Too bad it’s not going to happen. At least, not in the way that we are always presented in movies and pictures. Take a look outside your home. Whether or not you live in the heart of an urban center, you can be pretty sure that transforming where you live right now, to the futuristic paradise that you imagined will take many years, and a lot of overhaul. That blacktop street has to be remade, that ugly building needs to be demolished, that shady gas station isn’t making you feel any more safe, and the constant sound of cars going by is making it impossible to get a good night’s sleep. In order to get to that pleasant picture in your mind, you’d have to take everything down and start from scratch, and as much as any architect or planner would love that, starting from scratch is highly improbable. Some designers have been lucky to be able to start from scratch, such as Norman Foster’s City of the Future, or Abu Dhabi’s Masdar City. But what figuring out how to build a perfect city isn’t that relevant when we already have thousands of cities already built. The focus should be on how to transition from the now to the next.
Yet starting from scratch is what so many architects like to do. After all, architects are supposed to build new buildings, and that requires an open plot of land to work with. But much of the urban world is already built (at least, in many western countries) and there is very little free space to work with. Many cities already have well established infrastructure systems and buildings and a complete overhaul is impossible. I’m not just saying that Architects do this, any futurist who imagines a completely renewed city is fooling themselves, at least in my opinion. There’s simply no way we can get from where we are now, to something that’s one hundred percent planned for optimal living. It’s extremely costly, not just in terms of money for demolishing, but also in terms of embodied energy that was required to already make all the buildings that we already have. Sure, they may be old looking or not be the most efficient, but it required energy and materials to build those buildings, and we shouldn’t leave them to waste.
So instead of imagining completely new buildings or city plans, I would suggest that the focus shouldn’t be on new construction, but on retrofitting old buildings with state-of-the art technologies, let’s keep the already constructed shells, but update the innards. The city can take a renovation, it requires less money and preserves the historic and cultural essence of the city. This article explains that one study found that it is almost always cheaper to retrofit a building than construct an entirely new one, not to mention the added environmental benefits. There are plenty of buildings out there that lie abandoned, having outlived their intended purpose. But we can always renovate them, give them new life so that they can continue to be relevant in our society. Sustainability doesn’t just mean having the most efficient technologies and state-of-the-art buildings, it also means that we work with what we have, and have a minimal negative impact on our surroundings. I’m always glad to see projects that repurpose old buildings and structures for more relevant purposes. A great example is the High Line in New York City. It used to be an elevated freight rail line before it was decommissioned, becoming a depressing shadow over the streets of New York. It’s now being turned into a unique community park that will sure to be the center of attention for both residents and tourists.

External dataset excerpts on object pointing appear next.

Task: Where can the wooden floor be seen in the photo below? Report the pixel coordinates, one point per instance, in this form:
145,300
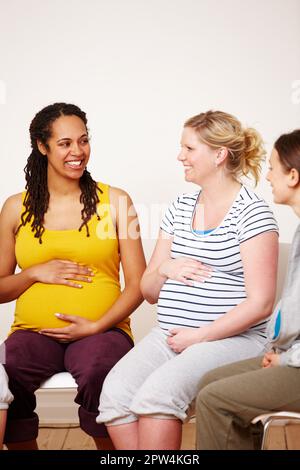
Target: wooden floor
281,438
75,439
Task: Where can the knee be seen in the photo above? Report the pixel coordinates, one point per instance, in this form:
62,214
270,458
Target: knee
93,376
208,378
204,397
112,389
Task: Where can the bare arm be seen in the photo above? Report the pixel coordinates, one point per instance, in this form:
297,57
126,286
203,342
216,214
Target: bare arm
259,257
53,272
11,285
132,260
133,264
153,279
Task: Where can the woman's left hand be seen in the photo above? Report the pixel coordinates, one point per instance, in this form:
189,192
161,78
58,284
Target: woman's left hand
181,338
270,359
79,328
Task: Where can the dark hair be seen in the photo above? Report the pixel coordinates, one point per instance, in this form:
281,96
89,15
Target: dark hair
36,201
288,148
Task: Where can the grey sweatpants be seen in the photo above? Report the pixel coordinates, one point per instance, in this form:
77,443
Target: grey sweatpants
155,381
231,396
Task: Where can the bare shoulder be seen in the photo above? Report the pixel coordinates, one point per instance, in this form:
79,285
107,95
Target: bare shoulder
116,193
11,210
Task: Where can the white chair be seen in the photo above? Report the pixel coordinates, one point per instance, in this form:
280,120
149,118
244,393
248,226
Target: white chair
277,417
270,419
55,401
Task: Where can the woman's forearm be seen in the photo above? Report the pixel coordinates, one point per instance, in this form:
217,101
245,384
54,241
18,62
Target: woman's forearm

It is my firm belief that sustainable architecture shouldn’t just incorporate new buildings, indeed, I think the main focus should be to retrofitting old buildings so that we aren’t wasting the energy that was used to build them, or the land that they take up. There’s still the issue of certain infrastructural systems such as roads and pipes as it would require a lot of work to re-design and layout networks that span the entire city. But some say it is pretty necessary as cities become more advanced. But in terms of buildings, I think there should definitely be an emphasis on working with what we have and improving what we already have and then using that as a base to transition us to a more appealing city. Sure, new buildings look cool and may incorporate a lot of sustainable technologies, but are it really worth it when there’s an empty abandoned warehouse that could have the exact same technologies with an already built shell? Sure some work needs to be done to make it more appealing to the eye, but it can just be seen as a unique design challenge. And challenges provide a great environment for great ideas to come forth.